Laut dem Bericht soll sich eines der Tiere plötzlich von seinem Besitzer losgerissen und auf die Frau zugerannt sein. Die Frau stürzte zu Boden und der Esel trampelte auf ihr herum, während der Besitzer verzweifelt versuchte, das Tier zu bändigen. Der Ehemann der Touristin musste alles mit ansehen.

Polizeibeamte begleiteten den unter Schock stehenden Mann später zurück auf das Schiff. Er soll dabei den Schmuck und die Uhr seiner Frau in den Händen gehalten haben.

Gegen den Besitzer des Esels ermittelt jetzt die Polizei.

Tierschützer raten vom Esel-Reiten ab

Auf der Insel ist das Reiten auf Eseln bei Touristen sehr beliebt. Laut "MyGreecetravelblog" raten jedoch Tierschützer und auch einige Reiseveranstalter von den sogenannten  Esel-Taxen ab, da die Tiere unter schlechten Bedingungen arbeiten müssen und von ihren Besitzern oft misshandelt werden.

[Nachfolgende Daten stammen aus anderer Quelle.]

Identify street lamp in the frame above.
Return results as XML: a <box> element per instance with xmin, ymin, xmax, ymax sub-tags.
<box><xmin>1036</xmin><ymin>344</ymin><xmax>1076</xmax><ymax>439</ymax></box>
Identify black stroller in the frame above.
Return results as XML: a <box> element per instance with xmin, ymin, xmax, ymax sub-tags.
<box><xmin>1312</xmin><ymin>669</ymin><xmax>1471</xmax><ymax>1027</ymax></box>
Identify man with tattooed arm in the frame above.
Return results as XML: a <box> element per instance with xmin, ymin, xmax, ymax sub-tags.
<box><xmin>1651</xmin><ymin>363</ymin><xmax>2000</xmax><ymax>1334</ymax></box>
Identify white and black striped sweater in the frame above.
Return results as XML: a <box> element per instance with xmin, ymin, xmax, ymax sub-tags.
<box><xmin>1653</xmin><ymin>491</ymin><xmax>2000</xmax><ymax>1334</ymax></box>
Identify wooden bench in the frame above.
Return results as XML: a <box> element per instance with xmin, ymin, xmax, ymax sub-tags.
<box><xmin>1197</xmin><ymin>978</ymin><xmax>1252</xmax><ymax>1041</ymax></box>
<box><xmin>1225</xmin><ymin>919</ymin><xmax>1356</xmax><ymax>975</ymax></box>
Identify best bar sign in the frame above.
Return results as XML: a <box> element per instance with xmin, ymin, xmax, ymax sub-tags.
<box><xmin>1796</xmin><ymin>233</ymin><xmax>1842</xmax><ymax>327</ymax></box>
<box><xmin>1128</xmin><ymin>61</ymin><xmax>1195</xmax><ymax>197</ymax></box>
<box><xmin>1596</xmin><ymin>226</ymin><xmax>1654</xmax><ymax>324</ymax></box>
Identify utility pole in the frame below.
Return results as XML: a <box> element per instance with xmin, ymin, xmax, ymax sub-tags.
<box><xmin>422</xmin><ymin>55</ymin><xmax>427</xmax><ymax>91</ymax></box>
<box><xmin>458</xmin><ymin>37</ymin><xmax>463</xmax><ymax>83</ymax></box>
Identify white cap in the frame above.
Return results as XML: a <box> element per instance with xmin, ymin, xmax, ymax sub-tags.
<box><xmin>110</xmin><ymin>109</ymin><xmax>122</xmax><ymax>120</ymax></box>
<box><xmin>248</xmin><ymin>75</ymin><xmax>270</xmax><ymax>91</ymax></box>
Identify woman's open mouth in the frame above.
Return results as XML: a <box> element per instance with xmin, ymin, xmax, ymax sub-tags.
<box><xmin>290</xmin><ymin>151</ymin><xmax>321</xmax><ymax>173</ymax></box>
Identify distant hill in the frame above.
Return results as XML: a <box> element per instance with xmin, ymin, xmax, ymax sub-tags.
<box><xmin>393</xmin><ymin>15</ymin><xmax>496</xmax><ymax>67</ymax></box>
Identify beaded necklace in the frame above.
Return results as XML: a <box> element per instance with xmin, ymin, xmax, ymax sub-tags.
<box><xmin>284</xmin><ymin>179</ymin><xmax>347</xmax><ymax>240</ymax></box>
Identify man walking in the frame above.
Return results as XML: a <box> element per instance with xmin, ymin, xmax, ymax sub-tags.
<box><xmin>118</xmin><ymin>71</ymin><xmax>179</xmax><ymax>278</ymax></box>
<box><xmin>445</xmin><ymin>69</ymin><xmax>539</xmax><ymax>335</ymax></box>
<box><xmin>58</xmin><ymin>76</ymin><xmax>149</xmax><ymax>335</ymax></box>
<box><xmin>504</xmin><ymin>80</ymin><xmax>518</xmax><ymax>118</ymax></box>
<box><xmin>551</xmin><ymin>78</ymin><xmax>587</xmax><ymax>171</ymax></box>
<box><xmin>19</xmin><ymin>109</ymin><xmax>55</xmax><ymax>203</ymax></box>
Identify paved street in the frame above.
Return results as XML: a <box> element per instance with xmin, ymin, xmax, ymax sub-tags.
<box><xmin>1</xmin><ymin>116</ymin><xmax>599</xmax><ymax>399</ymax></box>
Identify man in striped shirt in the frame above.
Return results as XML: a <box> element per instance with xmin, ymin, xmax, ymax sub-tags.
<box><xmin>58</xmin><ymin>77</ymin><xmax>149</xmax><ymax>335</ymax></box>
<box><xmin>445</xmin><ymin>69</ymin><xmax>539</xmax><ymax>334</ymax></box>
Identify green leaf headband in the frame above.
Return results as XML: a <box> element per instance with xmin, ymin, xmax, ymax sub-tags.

Etwa 360 Esel sollen täglich auf der Insel von Sonnenauf- bis Sonnenuntergang für die Touristen zur Verfügung stehen, um sie für fünf Euro die rund 600 Stufen vom Hafen in die kleine Stadt zu bringen. Oft werden die Tiere dabei mit Stöcken angetrieben, tragen schlecht sitzendes Geschirr und bekommen nur unzureichend Futter und Wasser. Touristen sollten daher besser zu Fuß gehen oder die Seilbahn nutzen.